Digital technology can help alleviate recruitment challenges on two fronts: by removing duplicated tasks to enable engineers and naval architects to maximize their productivity, and by making the sector more attractive to younger generations. Technologies such as artificial intelligence, metaverse, and AR/VR/MR have the potential to increase efficiency and attractiveness even further, as we are witnessing a paradigm shift in our society regarding how we live, work and interact – which also impacts shipbuilding.

Going forwards, the digital technology revolution unlocks a world of opportunities for shipyards to be more efficient with scarce resources, from creating new value from replacing 2D based methods with smart 3D models to digital twins to production simulation. This enables shipyards to prevent expensive errors during the downstream construction process through digital continuity by integrating computer-aided design (CAD), computer-aided engineering (CAE), and product data management (PDM) workflows using best-of-breed domain solutions.

Revitalizing U.S. shipbuilding is an opportunity to recapture the industry’s innovative and industrial spirit. Beyond strategic policymaking and investments, it will require a heavy focus on shipbuilding efficiency on a practical level. Effective digital transformation that promotes efficiency, innovation, and collaboration from shipyard to sea is key.

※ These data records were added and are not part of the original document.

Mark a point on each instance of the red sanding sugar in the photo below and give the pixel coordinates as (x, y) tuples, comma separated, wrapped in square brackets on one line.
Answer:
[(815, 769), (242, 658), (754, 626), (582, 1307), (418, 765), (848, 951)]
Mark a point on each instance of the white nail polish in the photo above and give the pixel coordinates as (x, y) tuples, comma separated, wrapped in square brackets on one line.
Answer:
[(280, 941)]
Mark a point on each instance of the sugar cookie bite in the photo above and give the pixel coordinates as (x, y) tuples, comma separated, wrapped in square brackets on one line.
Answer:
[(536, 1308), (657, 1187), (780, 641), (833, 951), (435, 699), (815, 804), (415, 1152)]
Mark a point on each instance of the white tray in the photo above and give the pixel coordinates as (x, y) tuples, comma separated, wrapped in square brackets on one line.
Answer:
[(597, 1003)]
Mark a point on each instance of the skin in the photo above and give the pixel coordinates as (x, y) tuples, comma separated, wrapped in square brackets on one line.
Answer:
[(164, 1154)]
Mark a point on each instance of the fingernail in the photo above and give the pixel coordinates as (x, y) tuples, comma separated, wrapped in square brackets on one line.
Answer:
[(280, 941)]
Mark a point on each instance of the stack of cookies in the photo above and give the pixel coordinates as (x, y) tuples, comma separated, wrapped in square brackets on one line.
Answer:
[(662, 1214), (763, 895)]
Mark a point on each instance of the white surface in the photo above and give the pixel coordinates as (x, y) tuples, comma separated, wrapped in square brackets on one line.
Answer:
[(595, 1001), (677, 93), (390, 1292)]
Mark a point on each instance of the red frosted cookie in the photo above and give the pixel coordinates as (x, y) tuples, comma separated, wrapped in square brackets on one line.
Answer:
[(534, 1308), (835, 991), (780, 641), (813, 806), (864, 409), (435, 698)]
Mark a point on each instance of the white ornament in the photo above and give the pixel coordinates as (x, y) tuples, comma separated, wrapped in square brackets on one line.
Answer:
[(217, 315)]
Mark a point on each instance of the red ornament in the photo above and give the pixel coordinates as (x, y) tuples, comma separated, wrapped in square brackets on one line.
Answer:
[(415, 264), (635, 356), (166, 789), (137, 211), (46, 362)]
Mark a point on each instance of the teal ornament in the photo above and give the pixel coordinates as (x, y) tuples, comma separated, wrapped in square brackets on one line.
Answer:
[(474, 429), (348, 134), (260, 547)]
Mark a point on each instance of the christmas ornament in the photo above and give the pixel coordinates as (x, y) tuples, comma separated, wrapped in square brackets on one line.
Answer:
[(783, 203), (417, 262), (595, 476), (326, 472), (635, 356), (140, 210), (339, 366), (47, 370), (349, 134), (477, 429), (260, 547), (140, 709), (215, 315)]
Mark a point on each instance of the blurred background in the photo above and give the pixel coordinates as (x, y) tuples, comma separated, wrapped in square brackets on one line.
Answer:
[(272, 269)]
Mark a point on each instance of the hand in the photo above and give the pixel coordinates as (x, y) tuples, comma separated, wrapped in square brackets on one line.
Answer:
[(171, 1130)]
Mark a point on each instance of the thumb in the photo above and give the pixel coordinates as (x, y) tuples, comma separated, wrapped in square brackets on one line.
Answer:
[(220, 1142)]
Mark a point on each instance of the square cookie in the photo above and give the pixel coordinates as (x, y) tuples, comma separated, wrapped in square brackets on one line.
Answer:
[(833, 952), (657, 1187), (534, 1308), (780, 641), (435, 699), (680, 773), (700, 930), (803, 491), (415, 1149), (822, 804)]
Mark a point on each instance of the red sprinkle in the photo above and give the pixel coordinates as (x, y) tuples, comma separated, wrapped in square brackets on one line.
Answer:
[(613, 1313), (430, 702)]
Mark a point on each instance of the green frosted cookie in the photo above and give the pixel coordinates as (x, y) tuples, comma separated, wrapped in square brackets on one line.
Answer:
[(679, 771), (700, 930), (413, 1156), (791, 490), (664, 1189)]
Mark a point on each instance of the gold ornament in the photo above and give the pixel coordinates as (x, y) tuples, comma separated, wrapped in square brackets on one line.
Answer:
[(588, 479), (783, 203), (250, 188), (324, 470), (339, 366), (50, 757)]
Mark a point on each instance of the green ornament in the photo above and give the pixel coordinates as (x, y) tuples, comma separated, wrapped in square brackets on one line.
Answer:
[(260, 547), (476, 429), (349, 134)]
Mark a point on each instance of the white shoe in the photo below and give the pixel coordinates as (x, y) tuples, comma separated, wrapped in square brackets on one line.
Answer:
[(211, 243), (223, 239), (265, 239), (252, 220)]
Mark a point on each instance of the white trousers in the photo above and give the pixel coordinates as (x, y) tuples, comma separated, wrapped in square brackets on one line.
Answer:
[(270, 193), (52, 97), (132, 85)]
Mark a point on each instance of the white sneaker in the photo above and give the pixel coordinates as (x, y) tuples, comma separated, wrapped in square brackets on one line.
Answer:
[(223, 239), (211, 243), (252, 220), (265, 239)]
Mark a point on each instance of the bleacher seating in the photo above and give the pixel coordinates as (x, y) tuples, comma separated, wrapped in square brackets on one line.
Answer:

By combining the legacy of American industrial ingenuity with global best practices, the U.S. shipbuilding industry can benefit from proven methods, without the cost of lengthy development processes. Ultimately, by embracing innovative digital solutions and fostering collaboration across the value chain, the U.S. can not only enhance its shipbuilding capabilities but also set the industry on a course towards a sustainable and prosperous future.

Mikko Forss is Executive Vice President of NAPA, a maritime software company.

The opinions expressed herein are the author's and not necessarily those of The Maritime Executive.